I have long had a love-hate relationship with the Worldwide Leader in Sports.
For instance I maintain that Pardon The Interruption is one of the absolute best shows on television. Not of sports shows, I mean any show. From an entertainment and information standpoint, good luck beating it.
On the other hand, I just can’t watch the network’s flagship news show, SportsCenter.
While I am sure there is a big market for all the “Booyah”-like catch phrases, forced debates and downright silly features like the current “Who’s Now” nonsense – it is just not for me. To kind of quote promising new ESPN football analyst Keyshawn Johnson, just give me the damned highlights.
And Saturday’s ESPN U network coverage of the United States’ loss to Austria in the Under-20 World Cup soccer match was a perfect microcosm of my relationship with ESPN as a viewer.

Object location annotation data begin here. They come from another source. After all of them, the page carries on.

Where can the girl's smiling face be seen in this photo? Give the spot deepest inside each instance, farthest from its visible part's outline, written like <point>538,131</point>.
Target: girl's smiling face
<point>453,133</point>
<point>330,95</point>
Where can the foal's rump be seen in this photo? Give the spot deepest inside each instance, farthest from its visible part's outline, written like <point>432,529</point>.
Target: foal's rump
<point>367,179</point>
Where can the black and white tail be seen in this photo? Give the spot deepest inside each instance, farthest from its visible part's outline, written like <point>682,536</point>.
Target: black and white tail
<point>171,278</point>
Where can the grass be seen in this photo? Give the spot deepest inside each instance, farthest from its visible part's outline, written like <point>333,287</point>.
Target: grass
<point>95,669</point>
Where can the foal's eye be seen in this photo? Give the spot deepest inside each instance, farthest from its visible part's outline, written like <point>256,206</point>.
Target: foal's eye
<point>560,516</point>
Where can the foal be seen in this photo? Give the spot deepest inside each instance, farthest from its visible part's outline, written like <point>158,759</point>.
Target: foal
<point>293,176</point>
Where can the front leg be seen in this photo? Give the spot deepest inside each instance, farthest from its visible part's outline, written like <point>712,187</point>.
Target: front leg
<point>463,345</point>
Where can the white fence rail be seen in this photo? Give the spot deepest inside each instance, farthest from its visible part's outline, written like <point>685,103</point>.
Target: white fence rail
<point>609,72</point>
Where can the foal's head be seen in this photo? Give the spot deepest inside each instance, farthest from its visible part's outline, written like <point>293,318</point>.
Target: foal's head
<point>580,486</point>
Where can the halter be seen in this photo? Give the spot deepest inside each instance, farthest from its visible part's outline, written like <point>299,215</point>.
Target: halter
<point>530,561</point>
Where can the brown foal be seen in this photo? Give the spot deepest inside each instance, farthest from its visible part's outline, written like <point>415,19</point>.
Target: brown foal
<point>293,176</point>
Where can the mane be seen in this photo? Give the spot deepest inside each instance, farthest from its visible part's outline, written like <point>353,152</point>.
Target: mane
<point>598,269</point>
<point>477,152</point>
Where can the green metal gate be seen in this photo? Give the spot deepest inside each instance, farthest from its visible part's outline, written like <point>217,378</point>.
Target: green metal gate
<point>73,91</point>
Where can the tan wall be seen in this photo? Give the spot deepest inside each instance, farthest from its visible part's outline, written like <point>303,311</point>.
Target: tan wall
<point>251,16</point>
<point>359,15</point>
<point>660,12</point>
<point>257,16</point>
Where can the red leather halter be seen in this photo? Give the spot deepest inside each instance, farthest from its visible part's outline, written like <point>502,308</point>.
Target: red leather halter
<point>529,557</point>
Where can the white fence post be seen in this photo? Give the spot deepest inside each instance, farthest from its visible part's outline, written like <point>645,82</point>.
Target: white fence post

As a soccer fan (it’s okay to come out of the closet now that David Beckham has arrived here in Los Angeles), I was thrilled to have live coverage of an event featuring the up and coming stars of many of the top soccer playing nations in the world. It wasn’t that long ago that World Cup matches were hard to find, much less an Under-20 World Cup. So for that, to ESPN I am incredibly grateful.
However, watching the match on ESPN was terrible. While the network just took a straight world feed for audio and video, it absolutely murdered the picture and the experience with a constant graphics overlay throughout the game.
As the game took place, you had one bar at the top of the screen that told viewers it was the Under-20 World Cup. Under that, you had the typical bar with the score and the time clock, as well as two different ESPN logos. Below that, you often had a pop-up that either had the word “quarterfinal” or the teams’ jersey colors or something else.
Then at the bottom of the screen, you had the typical crawl, which had crucial facts such as that Middlebury College won the 2006 Division 3 Cross Country title in the fall of 2006.
I took out a tape measure and my screen top to bottom is 19 inches. The info at the top went 3.5 inches from the top and the crawl was about 1.5-2 inches from the bottom, meaning more than 25% of the screen during a live event was taken up with graphics – and they weren’t even sponsor logos.
If ESPN was going to be making a few bucks via sponsor logos to pay the bills, that is one thing. But with needless information like college title holders from last fall muddling up the screen, it really crushed the viewing experience.
The world feed that ESPN took had camera work centered on a typical screen, meaning the ESPN viewer often had to deal with the ball or players’ heads disappearing behind needless graphics.
Again, it was just typical ESPN for me. So much to love as a sports fan, but always so much to just drive me crazy.